You did good my tagging me
Lithium Flower. I’ll just shamelessly spoil everything now, so new players, please get the fuck out if you want to enjoy Disco Elysium.
Identifying me as one of the biggest detractors of the second act of Disco Elysium isn’t farfetched. I do think that game is flawed at structural level, i.e. its narrative is designed badly from the ground up. Your text, while insightful, hadn’t changed my mind ‘bout that, more so, I believe we agree on a lot of things and final assessment of the plot as a whole differs us.
I do agree that there’s reactivity in the whole sequence which starts with finding Ruby (which, by the way, I internally interpret as start of the “second act” – after confrontation with her game changes when it comes to structure quite heavily), or, to be exact, in each of these sequences. Game checks you very thoroughly both during the shootout, and during conversation with the Deserter, and during final talk with your task force. These are all good things and it’s superb that game takes into account everything Harry did. That’s not a problem.
What’s a problem is visible and jarring break in construction of the narrative. I’ll explain like this, best (and fastest) I can. Up until confrontation with Ruby you, as a player, have relative freedom of choice when it comes to proceeding with the case. Day 3 whole map is unlocked (bar the island of course) and Harry can go and do whatever he wants. You can play roleplaying game all day, read ‘bout man from Hjelmdall all day, run ‘round and waste your time. You have freedom of choice, relative obviously, just as the game is only semi-open, not truly open (which is a
good thing mind you).
After the conversation you’re heavily railroaded. Suddenly. You
can’t prevent the shootout. People will
always die. You will
always get shot dead for two days. You will
always fail to obtain a boat which would get you to the island before the shootout. All of this would be fine if not for
obvious ways in which Harry could initiate actions that could lead to different outcomes. Game takes narrative tools away to build tension and drama, worse, game takes away
simple logic – fact you not mentioned but implied yourself. A decision to try to reach the island is a logical one and simple to make (you got three possible locations of the sniper, two of them are not the correct places, you decide to check the third one – it’s Int -10 solution, if not for hoboHarry then for Kim certainly). Devs
chose to present player with a pure parody of a choice, you cannot dodge this fuckin’ second bullet even if you’re Neo and this is Kansas no more.
This is jarring. I’m
not against taking away player freedom. I’m
for it. But it must be smart. Best games establish clear boundaries, and one of the most impressive modern classics, New Vegas, does that by bending the engine and design philosophy of the game it's based on and company it took the licence from. And it’s
good, ‘cause good story can exist
only within boundaries. If the game had an option to try to go to the island and fail – I would be fine with it. If the game had an option to go to the island, take the Deserter and prevent the shootout – I would be even better. I agree that there are narrative reasons
not to do these things. I just abhor the idea that I’m implicitily told by the devs that
No, you won’t do that, not in this tight, beautifully crafted story we made, fuck off.

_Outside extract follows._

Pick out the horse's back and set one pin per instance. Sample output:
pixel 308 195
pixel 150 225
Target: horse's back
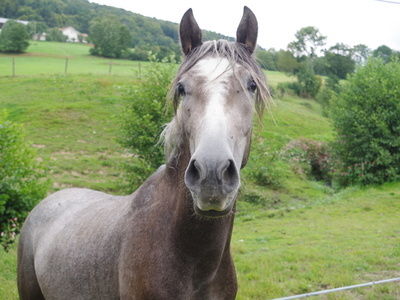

It’s arbitrary, it’s against what’s established in the first act, and it’s just bad game design. As I wrote in other places: when story needs to make you stupid to establish themes or atmosphere then the story is shit, all tension goes to fuck itself (‘cause when you know that the storymaker can nullify rules when he wants to what’s the reason to care anymore?
anything can happen), all reason to play (for me) is heavily diminished.
That’s what I have to say ‘bout that. Thank you for your message of course.
EDIT: Abovementioned structural flaws don’t apply to the ending alone if I might add just as a side note. I already wrote that, but this message will serve as a sort of summary, I guess, so I can repeat myself. Game wasn’t play tested enough or by correct people outside of the dev office. Players everywhere, even on fuckin’ Steam, come up with similar questions and offer interesting answers. Why can’t Harry try to sleep on the bench? In the boiler room? Why can’t he make artsy Skulls girl go away, or convince her to let him sleep there? Simple question, and yet people figure this out. Game praises itself for its freedom of choice (relative). Yet it lacks some obvious, simple options.
EDIT2: I love that I tend to get tagged with Sawyer for my opinions 'bout DE. Truly an age in which you either go for extremes or be deemed a balancian.